The head of a large Ugandan NGO said “I would not want my organization to be a Principal Recipient. Being responsible for disbursing money to a hundred NGOs – when many hundreds want it – is very hard, particularly when most of the NGOs are small and are unable to handle the reporting requirements imposed by the Fund or the PMU, and when capacity-building to overcome these weaknesses is not part of the grant.”

The Global Fund’s grants in Uganda have been troubled for a long time. Richard Feachem, Executive Director of the Fund, visited Uganda last November, and received complaints from NGOs about the “over-dominating” PR at the Ministry of Finance and PMU at the Ministry of Health, and about the fact that some key NGOs had been denied the right to become sub-recipients. According to a report at the time, Feachem told NGOs that he was advising the government to permit more than one PR, with at least one being NGO-based.

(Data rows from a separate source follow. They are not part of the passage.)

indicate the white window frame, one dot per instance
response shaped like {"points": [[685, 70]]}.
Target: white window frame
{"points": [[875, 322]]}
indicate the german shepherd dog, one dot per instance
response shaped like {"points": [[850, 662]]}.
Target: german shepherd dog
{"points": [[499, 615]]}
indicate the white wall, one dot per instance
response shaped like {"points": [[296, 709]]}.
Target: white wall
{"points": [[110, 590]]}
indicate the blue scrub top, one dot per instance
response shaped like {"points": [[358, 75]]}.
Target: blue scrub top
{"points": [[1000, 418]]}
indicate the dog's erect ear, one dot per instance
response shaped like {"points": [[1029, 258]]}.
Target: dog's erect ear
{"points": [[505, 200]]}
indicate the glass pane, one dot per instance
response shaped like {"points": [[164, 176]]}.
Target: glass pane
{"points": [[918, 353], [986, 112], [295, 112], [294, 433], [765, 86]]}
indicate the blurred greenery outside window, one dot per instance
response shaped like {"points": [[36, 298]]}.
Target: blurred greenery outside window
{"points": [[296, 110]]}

In January 2005, the head of the Uk’s Department for International Development (DFID) and the head of UNAIDS undertook a joint mission to Uganda, in part to examine “systemic blockages” that have slowed down the disbursement and effective utilization of Global Fund money.

DFID then commissioned a quick study of Global Fund effectiveness, focusing in particular on problems of slow disbursement in Uganda and Kenya. This found that at times, Fund processes are “burdensome and bureaucratic,” and that there has been a rapid turnover of Portfolio Managers, some of whom lacked appropriate experience. The study mentioned in passing that in Uganda, the PR has “delegated responsibility to the Permanent Secretary of the MoH and a (highly paid) off-line Project Management Unit,” and added that there are “concerns about lack of supervision” of the PMU.

Despite these problems, when it came time in June for the Fund to evaluate the Uganda Round 1 HIV grant for Phase 2 renewal, the Secretariat recommended it for renewal, giving it a rating of “B2: Inadequate but potential demonstrated.” The Fund’s Grant Scorecard pointed out that the PMU “was initially unable to absorb Grant funds in a timely way,” but said that there was “substantial evidence” that the issues were being dealt with, which “would lead to a rapid catch-up in results.” In addition, the Scorecard said, a report submitted by the Ministry of Health indicated that there had been “marked improvements” in the PMU.

The Fund’s board agreed in mid-June, with no negative votes, that the Fund should renew the grant. Less than a week later, unaware of this decision, the whistleblower sent the email to GFO that ultimately led to that grant and four others being suspended.

The Fund’s Brad Herbert acknowledged that the Phase 2 assessment had indeed failed to detect the problems within Uganda’s Project Management Unit. He justified this by explaining that when the Fund does these assessments, it is looking not so much at how the money was spent, as at whether the promised results were delivered. But, he added, “I’m going to recommend that we tighten up our auditing process.”